OpenAI CEO Sam Altman says the artificial intelligence (AI) research company’s current name may not be the best fit, and that if he could go back in time, he would choose a different name, Business Insider reports.
The 38-year-old tech entrepreneur, who co-founded OpenAI in 2015 with Elon Musk and others, explained in an interview on a podcast hosted by Lex Friedman that when the company was founded, no one was sure of its direction. .
“We started out thinking we were just going to be a research lab and had no idea where this technology would take us. This was before we had any idea about an API (application programming interface) or selling access to a chatbot. This was before we even thought we were going to sell a product,” Altman told Friedman, a well-known MIT-educated computer engineer.

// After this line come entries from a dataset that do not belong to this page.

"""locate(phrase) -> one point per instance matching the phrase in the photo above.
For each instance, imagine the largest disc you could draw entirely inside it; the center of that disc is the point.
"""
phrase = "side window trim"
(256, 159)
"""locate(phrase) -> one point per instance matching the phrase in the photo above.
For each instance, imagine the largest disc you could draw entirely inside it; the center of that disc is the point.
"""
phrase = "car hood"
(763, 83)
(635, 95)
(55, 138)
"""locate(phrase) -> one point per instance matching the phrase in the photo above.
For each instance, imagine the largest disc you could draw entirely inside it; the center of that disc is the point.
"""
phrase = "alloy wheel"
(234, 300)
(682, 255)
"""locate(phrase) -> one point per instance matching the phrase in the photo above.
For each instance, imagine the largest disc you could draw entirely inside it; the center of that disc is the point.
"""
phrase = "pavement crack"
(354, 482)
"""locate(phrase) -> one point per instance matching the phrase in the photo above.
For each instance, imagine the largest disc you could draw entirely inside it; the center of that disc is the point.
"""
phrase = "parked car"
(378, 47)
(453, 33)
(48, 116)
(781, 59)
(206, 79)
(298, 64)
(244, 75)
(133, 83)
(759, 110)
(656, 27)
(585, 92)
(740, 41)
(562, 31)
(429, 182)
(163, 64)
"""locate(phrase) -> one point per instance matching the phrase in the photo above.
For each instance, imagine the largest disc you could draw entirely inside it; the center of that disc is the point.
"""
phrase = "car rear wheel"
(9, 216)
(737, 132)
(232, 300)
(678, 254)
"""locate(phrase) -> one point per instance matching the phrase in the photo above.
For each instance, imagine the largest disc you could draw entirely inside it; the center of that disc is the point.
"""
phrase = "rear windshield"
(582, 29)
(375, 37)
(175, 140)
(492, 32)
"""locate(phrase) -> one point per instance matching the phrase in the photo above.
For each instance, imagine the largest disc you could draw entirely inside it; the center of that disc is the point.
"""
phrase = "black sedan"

Altman refers to the fact that OpenAI was founded as a non-profit organization with a mission to advance artificial intelligence for the benefit of humanity. Elon Musk, who is now criticizing OpenAI for no longer releasing the source code of its programs (a reference to the word “Open” in the title), sued Altman, other executives and the AI company itself, alleging that it “betrayed” its original mission.
In a complaint filed in a San Francisco court, Musk’s lawyers say that, contrary to its original goals, OpenAI did not release the code of its latest GPT-4 model, “in violation of the original contract.”
Thus, the founding agreement was completely called into question, they argued, accusing OpenAI of seeking profit “with potentially catastrophic consequences for humanity,” Elon Musk’s lawyers also argued in the lawsuit.
The head of OpenAI says it made a natural transition to a profitable model
The South African billionaire left OpenAI in 2018 and has since become one of its fiercest critics.
Altman told Friedman that he didn’t really understand what Musk’s “real motivations” were, and defended OpenAI, saying it went through a natural transition to a commercial organization “because it became clear that we were going to have to do different things, and also have huge amounts of capital.”
“So I said, ‘Okay, okay, this organization doesn’t really work in that context. How do we fix the organization?” he explains, but admits that the current name OpenAI really doesn’t fit the company anymore.
“If I could talk to an oracle and go back in time, I would have chosen a different name,” the tech entrepreneur told Friedman.
However, Sam Altman noted that while OpenAI is not fully open source, the company is open in other ways, such as offering free versions of the technologies and programs it develops.